Balthus (en demi-teintes)

Publié le par ap

J’étais plutôt enthousiaste à l’idée d’aller voir l’exposition Balthus, présentée par la Fondation Gianadda, à Martigny. Content aussi de partager ce moment avec Claude. Pourtant, en ressortant, c’est un sentiment mitigé qui demeure. Pas d’emballements (à part deux ou trois pièces vraiment magnifiques (Les Enfants Blanchard, 1937, Jeune fille endormie, 1943  et Etude pour Jeune fille à la chemise blanche, 1955), pas de fulgurances, même dans la grande peinture du Passage du commerce Saint André, 1952-1954 que je découvrais ici, pour la première fois, dans ses vraies dimensions. Dans bon nombre de ces peintures, je ne retrouvais pas la voluptué en peinture que laissent entrevoir parfois les reproductions.



En fait, durant toute la visite -  je m’en rends compte maintenant -  je me suis surtout attaché à observer - plutôt que les sujets (que je connaissais déjà) - les effets de matières : le côté grumeleux et parfois vermiculé de la pâte jouxtant des zones lisses et polies. Ce qui m’a frappé surtout, c’était la matité de certaines compositions et leur compacité aussi : une frontalité dure et presque rugueuse par endroits. La palette chromatique par contre, composée souvent de camaïeux roses ou beiges assez crayeux, à l’exception de quelques pointes de rouges ou bleus, m’a semblée bien plus terne que ce que je m’attendais à voir.

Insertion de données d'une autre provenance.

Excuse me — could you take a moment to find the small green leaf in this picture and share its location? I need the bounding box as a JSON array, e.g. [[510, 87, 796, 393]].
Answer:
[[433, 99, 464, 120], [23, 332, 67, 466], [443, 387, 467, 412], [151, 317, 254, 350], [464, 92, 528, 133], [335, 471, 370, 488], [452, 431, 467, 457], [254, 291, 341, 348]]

Et puis, je me suis dit, bizarrement (et contre toutes apparences), que malgré l’insistance des sujets figurés, la forte géométrisation des figures - plutôt que celle du mobilier ou des architectures - il s’agissait là d’abord d’une peinture très abstraite. Je m’explique : en fait regardant ces tableaux, j’ai eu l’étrange sentiment que les figures très dessinées, une fois installées dans le cadre, représentaient, avant tout, l’enjeu de surfaces à remplir pour les faire tenir ensemble, comme dans certaines marqueteries ou certaines fresques. Comme chez Seurat. Ce n’est pas, bien entendu, le cas de toutes les œuvres présentées, qui sont d’une grande hétérogénéité, mais cela m’est surtout apparu très sensible dans les premières études d’après Piero de la Francesca (justement) et dans les dernières compositions entre 1955 et 1978. Plus Balthus vieillissait plus il semble que la matière s’affirmait dans sa granulosité, son poids physique à l’œil.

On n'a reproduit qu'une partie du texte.